Canada’s last asbestos mine may have future as Mars stand-in – by Peter Rakobowchuk (Globe and Mail – November 25, 2012)

Globe and Mail is Canada’s national newspaper with the second largest broadsheet circulation in the country. It has enormous influence on Canada’s political and business elite.

MONTREAL — The Canadian Press – Canada’s last asbestos mine, now winding down its operations, may have a new celestial calling — as a stand-in for planet Mars. Quebec’s Jeffrey Mine hosted nearly two-dozen scientists recently for a simulated Mars mission initiated by Canada’s space agency.

The scientists from four universities made a pair of trips to the Asbestos region, this year and last year, accompanied by a micro-rover. “There are definitely areas (on Mars) that are much more like what we have at Jeffrey Mine,” said Ed Cloutis, a University of Winnipeg professor who participated in the project. The new vocation won’t exactly replace the once-mighty asbestos industry as an economic lifeblood for the region.

The mine had been counting on a $58-million government loan to renovate and keep operating. The simulated Mars mission, on the whole, cost $800,000 — and some local officials, including an alderman and the town’s director general, didn’t even appear to be aware of the project when contacted by The Canadian Press.

The goal of the project was to simulate as closely as possible a Mars rover mission to detect the presence of, and determine the source of, methane on Mars.

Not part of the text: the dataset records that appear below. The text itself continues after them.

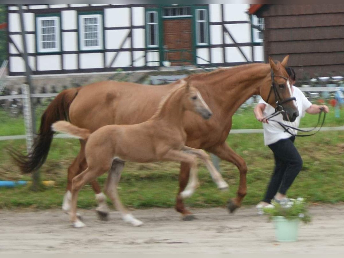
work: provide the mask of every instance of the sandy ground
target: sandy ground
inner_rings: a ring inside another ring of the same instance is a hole
[[[313,207],[311,224],[302,224],[299,240],[275,240],[272,223],[253,207],[234,214],[224,208],[193,210],[183,221],[173,209],[133,211],[145,224],[135,227],[112,211],[108,221],[80,210],[86,226],[74,228],[60,210],[0,210],[0,253],[344,252],[344,205]]]

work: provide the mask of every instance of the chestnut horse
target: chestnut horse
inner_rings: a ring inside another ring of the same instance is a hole
[[[232,117],[248,98],[260,95],[273,107],[276,107],[278,102],[280,103],[279,105],[285,111],[283,119],[295,120],[299,113],[295,101],[291,98],[289,76],[284,68],[288,58],[286,56],[280,63],[275,63],[269,58],[269,64],[221,68],[184,78],[198,89],[213,113],[212,118],[205,122],[198,116],[185,113],[185,145],[205,150],[232,163],[239,169],[240,181],[237,196],[228,202],[228,208],[231,212],[240,207],[246,195],[247,171],[245,161],[226,142],[232,126]],[[39,134],[31,152],[27,155],[14,153],[12,155],[23,173],[32,172],[45,160],[54,134],[51,127],[55,122],[67,120],[91,131],[107,125],[141,122],[154,114],[161,97],[178,84],[156,86],[108,81],[64,90],[54,99],[42,116]],[[87,167],[84,153],[85,142],[81,140],[80,143],[80,152],[68,169],[67,191],[63,205],[65,211],[69,209],[72,179]],[[186,185],[190,170],[189,166],[182,162],[176,209],[184,219],[193,218],[192,214],[184,207],[179,194]],[[97,211],[106,217],[108,211],[104,195],[96,181],[91,182],[91,185],[98,203]]]
[[[142,224],[125,209],[117,192],[117,184],[125,161],[185,162],[191,168],[190,180],[181,193],[181,196],[185,198],[191,196],[198,184],[196,160],[196,156],[198,156],[204,162],[219,187],[228,187],[204,151],[185,146],[186,133],[183,120],[184,113],[187,110],[200,115],[206,119],[212,115],[198,91],[182,80],[180,85],[173,88],[163,98],[155,114],[140,123],[105,126],[92,133],[87,129],[80,128],[66,121],[53,124],[54,131],[87,141],[85,158],[88,166],[72,181],[71,218],[75,227],[85,225],[76,216],[78,194],[81,187],[111,167],[104,192],[122,213],[125,221],[134,226]]]

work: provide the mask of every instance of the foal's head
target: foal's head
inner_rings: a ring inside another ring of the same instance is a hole
[[[183,100],[183,108],[199,114],[204,119],[210,118],[213,112],[198,90],[184,80],[181,83],[183,85],[181,87],[185,87],[185,91]]]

Prof. Cloutis, an expert in planetary geology, said the scientific missions to the Asbestos region could be Canada’s ticket to future trips to the red planet.

“One way to search for life on Mars (is) you look at the gases that might be produced or used as a food source by bacteria on Mars,” Prof. Cloutis said in an interview.

Methane gas, which can be found at mine on the edge of the town of Asbestos, is one of two key indicators of life. The other is water.

Jeffrey, with a diameter of over two kilometres and 350 metres deep, was one of the largest open-pit mines in the world. The mine hosts serpentinite, a rock which is prone to bacteria — the ultimate life form. Methane gas is a byproduct of bacteria.

Methane has already been detected in the Martian atmosphere and scientists are hoping NASA’s Curiosity rover will find it on the planet.

The Asbestos project was spearheaded by MPB Communications Inc., a Montreal-area firm and the prime contractor, which also developed a micro-rover named Kapvik. The waist-high rover, whose robotic arm was developed by engineers at Ryerson University, was put to work during the research.

The mission employed a team of about 20 people at Jeffrey Mine in June, 2011 and again at nearby Norbestos, in June, 2012, while the Canadian Space Agency in Longueuil, Que., acted as mission control.

Prof. Cloutis was joined on the project by other scientific investigators from McGill University, Carleton University and the University of Toronto.